Suspicions that tularemia has made a comeback on the Vineyard for the third summer in a row have prompted a series of new health advisories aimed at the group of people at highest risk for the disease - landscapers.
Public health officials are still waiting on blood tests that would confirm whether two landscapers - ages 22 and 35 - who ended up in the hospital early this week had the pneumonic form of tularemia. They were treated with intravenous antibiotics and released after two days in the Martha's Vineyard Hospital.
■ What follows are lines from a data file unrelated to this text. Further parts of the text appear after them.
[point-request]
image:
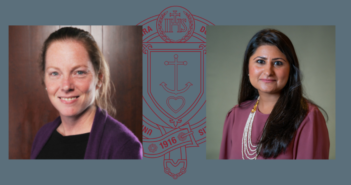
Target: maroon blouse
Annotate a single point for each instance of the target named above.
(311, 140)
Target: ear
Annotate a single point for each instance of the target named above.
(99, 83)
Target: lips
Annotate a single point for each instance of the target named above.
(68, 100)
(268, 80)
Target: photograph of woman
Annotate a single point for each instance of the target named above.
(273, 119)
(78, 83)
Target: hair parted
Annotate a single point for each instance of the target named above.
(291, 107)
(101, 67)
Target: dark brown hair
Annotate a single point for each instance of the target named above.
(291, 107)
(103, 98)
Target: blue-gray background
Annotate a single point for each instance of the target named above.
(200, 170)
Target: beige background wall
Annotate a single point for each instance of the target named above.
(315, 48)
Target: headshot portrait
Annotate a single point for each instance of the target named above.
(75, 92)
(270, 92)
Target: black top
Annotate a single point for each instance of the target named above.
(64, 147)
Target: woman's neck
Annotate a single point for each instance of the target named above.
(80, 124)
(267, 102)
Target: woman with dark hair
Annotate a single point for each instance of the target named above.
(273, 119)
(77, 80)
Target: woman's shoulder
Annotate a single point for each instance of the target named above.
(314, 117)
(125, 144)
(118, 130)
(239, 109)
(313, 110)
(247, 105)
(49, 127)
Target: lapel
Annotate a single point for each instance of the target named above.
(93, 146)
(92, 150)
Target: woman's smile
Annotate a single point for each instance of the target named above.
(69, 100)
(268, 69)
(70, 78)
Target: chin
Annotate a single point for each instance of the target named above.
(68, 113)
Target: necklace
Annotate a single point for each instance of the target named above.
(248, 150)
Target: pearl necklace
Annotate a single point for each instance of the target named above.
(248, 150)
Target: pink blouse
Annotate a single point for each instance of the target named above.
(311, 140)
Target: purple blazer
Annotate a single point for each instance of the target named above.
(109, 139)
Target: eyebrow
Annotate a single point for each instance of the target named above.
(74, 68)
(272, 58)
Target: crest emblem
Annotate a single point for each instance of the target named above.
(174, 53)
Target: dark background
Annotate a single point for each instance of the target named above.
(29, 105)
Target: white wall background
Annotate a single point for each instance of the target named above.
(315, 48)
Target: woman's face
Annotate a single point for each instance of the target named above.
(268, 70)
(69, 77)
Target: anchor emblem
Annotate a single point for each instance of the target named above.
(175, 90)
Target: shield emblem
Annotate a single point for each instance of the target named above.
(174, 53)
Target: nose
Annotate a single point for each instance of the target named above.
(67, 84)
(269, 69)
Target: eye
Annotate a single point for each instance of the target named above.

But even the likelihood of tularemia's presence has set off an alarm. Both the state Department of Public Health (DPH) and the Martha's Vineyard Hospital have issued warnings that urge people to take one simple precaution: Wear dust masks when mowing lawns or cutting brush.
"We had two cases in the hospital, and I'm highly, highly suspicious about them," said Dr. Dennis Hoak, an infectious disease specialist in Edgartown. "The main point is to have people start to wear the masks, especially the landscapers."
Dust masks could be the best barrier against pneumonic tularemia, which is contracted simply by breathing in contaminated air particles. While the disease is rare in any form - infecting only one or two people a year statewide - the pneumonic form is even rarer and more virulent than typical cases of tularemia, which are transmitted by a bite from a dog tick.
What has puzzled physicians and scientists is that the Vineyard seems to breed airborne tularemia bacteria like no place else in the country. In the last two years, 14 people have contracted pneumonic tularemia on the Island, most of them landscapers. In August 2000, the disease killed David Kurth of Chilmark, who had been mowing a lawn near Squibnocket about a week before he developed flu-like symptoms and then failed to seek medical attention soon enough.
Another five cases in that time period were the more common - ulceroglandular - form of the disease.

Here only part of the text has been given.